Representatives of 80 families in the province’s Chhouk district told the Post yesterday that land officials are staking out the area to make room for newcomers, even after they submitted proof of ownership documents.
“The authority in Kampot’s Chhouk district doesn’t recognise our land possession,” said Touch Hoeung, an ex-cadre who lived in the area from 1975 until 1996, when he and thousands of others began to defect to the government in a disarmament that carried on for the next few years.
The surrender was not without its terms, according to Youk Chhang, head of the Documentation Center of Cambodia.
“All of the Khmer Rouge who defected were given a piece of land,” he said, adding that many were given army jobs, too.
The dispute started in 2005, when officials annexed land in nearby Kampong Speu province, where the families had been living since 1996. The new authorities, residents say, weren’t respecting old arrangements.

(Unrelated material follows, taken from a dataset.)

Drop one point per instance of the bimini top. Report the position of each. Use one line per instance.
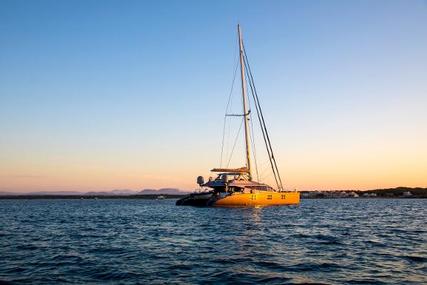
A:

Krouch Sina, the wife of one of the former cadres, said that commune officials had announced that previously granted land is now located in 317 Techo Akpivath commune in Kampot province.
“So only the government can help us in this case,” she said.
Khouy Khun Hour, the governor in Kampot, said that any measurements in the area are part of Prime Minister Hun Sen’s land-titling initiative, in which volunteers mark boundaries.
According to the policy, he said, land on which residents are living and planting must be measured, though he wasn’t explicit on how the cadres would be affected.